Terngiang peringatan dari ibunya sebelum berangkat tadi pagi. Izy sempat menganggap remeh. Mana mungkin dia bisa tersasar? Outing di Puncak, di villa pribadi pula. Hingga petang ini, Izy mendapati dirinya dalam situasi yang horor—berdiri seorang diri di tengah kebun teh, menggenggam ponsel nihil daya.
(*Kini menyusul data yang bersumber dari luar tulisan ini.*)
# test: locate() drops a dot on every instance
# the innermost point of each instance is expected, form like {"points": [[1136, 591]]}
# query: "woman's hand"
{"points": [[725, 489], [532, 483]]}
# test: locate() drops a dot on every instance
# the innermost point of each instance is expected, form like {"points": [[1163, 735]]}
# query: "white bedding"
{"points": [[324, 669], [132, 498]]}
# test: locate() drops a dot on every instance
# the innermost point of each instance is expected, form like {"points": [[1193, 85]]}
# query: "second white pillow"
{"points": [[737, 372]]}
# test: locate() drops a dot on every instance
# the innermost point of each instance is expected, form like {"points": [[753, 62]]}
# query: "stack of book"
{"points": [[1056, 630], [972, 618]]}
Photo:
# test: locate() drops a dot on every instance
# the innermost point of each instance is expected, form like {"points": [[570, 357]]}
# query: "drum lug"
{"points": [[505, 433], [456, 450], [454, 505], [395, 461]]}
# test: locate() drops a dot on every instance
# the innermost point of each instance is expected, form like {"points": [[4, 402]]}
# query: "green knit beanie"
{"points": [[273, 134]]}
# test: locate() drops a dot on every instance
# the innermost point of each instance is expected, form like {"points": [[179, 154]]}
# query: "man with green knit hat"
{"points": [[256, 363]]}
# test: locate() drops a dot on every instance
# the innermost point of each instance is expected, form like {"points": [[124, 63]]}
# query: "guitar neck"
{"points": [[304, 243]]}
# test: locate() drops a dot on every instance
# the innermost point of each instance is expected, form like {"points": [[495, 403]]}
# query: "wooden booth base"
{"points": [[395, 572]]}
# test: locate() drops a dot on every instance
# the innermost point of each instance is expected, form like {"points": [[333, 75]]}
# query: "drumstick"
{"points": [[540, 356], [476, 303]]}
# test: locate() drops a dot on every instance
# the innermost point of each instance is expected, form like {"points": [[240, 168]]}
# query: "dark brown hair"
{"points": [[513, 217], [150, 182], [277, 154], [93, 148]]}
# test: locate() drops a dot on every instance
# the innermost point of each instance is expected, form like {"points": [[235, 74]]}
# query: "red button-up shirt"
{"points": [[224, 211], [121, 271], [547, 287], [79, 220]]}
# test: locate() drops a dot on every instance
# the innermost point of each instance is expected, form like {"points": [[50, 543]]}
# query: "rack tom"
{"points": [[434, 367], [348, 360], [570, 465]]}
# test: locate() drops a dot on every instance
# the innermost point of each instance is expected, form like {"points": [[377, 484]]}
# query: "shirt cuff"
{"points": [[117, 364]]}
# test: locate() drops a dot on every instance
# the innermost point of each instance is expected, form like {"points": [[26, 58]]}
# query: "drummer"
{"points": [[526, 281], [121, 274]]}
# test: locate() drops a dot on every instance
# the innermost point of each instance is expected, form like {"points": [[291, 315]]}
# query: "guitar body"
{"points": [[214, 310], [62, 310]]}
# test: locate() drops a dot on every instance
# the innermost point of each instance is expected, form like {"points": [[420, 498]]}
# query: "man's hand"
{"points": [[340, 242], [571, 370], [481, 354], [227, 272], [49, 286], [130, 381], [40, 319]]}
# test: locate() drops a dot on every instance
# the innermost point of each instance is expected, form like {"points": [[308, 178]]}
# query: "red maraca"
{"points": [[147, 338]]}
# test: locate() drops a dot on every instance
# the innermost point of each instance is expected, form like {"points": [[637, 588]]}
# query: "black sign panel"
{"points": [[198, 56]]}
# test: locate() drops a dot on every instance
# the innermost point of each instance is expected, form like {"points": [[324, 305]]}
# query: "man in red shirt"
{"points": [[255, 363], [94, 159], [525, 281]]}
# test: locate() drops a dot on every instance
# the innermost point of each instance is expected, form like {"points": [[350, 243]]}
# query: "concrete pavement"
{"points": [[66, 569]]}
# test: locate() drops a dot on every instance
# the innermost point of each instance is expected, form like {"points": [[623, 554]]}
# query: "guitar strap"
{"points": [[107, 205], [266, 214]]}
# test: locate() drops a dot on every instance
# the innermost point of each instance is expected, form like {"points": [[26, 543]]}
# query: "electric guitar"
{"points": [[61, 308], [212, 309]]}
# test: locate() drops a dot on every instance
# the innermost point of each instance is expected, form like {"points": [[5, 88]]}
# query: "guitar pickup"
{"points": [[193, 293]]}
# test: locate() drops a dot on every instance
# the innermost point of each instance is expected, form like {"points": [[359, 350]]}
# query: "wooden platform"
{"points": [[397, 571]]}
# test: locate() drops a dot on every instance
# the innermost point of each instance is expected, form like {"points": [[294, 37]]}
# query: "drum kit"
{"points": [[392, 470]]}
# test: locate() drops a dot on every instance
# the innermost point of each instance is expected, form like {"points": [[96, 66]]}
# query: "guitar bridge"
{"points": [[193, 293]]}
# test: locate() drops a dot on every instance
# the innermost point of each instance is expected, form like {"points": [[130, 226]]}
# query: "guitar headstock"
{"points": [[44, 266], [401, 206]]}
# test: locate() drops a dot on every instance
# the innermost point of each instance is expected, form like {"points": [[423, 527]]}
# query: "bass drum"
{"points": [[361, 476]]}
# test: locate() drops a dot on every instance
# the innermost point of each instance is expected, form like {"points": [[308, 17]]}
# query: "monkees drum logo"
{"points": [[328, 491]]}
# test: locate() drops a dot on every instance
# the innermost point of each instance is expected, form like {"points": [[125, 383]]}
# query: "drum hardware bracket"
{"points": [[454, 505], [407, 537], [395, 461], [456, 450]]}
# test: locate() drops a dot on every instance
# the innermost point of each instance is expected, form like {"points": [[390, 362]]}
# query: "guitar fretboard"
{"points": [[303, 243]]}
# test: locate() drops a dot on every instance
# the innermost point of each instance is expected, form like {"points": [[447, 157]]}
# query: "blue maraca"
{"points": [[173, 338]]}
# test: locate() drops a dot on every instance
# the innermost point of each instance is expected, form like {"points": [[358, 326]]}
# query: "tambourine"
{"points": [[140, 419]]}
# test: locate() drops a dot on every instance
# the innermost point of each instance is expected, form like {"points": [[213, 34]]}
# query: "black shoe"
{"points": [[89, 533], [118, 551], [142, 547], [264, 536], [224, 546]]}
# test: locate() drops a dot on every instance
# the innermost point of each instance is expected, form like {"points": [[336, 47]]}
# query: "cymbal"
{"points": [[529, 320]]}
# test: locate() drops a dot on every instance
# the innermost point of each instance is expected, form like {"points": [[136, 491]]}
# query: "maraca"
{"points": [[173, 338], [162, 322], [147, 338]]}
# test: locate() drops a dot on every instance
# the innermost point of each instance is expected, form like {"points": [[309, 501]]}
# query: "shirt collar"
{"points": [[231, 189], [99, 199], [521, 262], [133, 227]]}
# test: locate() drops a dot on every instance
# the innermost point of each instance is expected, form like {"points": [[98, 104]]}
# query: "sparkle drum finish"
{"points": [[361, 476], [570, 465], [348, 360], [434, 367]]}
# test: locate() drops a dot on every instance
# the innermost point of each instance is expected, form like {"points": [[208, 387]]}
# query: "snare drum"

"Mamaaa! Jempuuut!" teriak Izy putus asa.

* * *

1 jam yang lalu, Izy bersama Cynthia, Diaz, Una, Daniel dan Zico mengunjungi pasar malam yang terletak tak jauh dari villa. Pasar malam itu mengingatkan Izy pada pasar malam yang pernah ia kunjungi di Bangkok. Komedi putar, jajanan lezat, permainan berhadiah boneka, photobox, dan banyak lagi hal-hal menyenangkan yang mereka lakukan di sana.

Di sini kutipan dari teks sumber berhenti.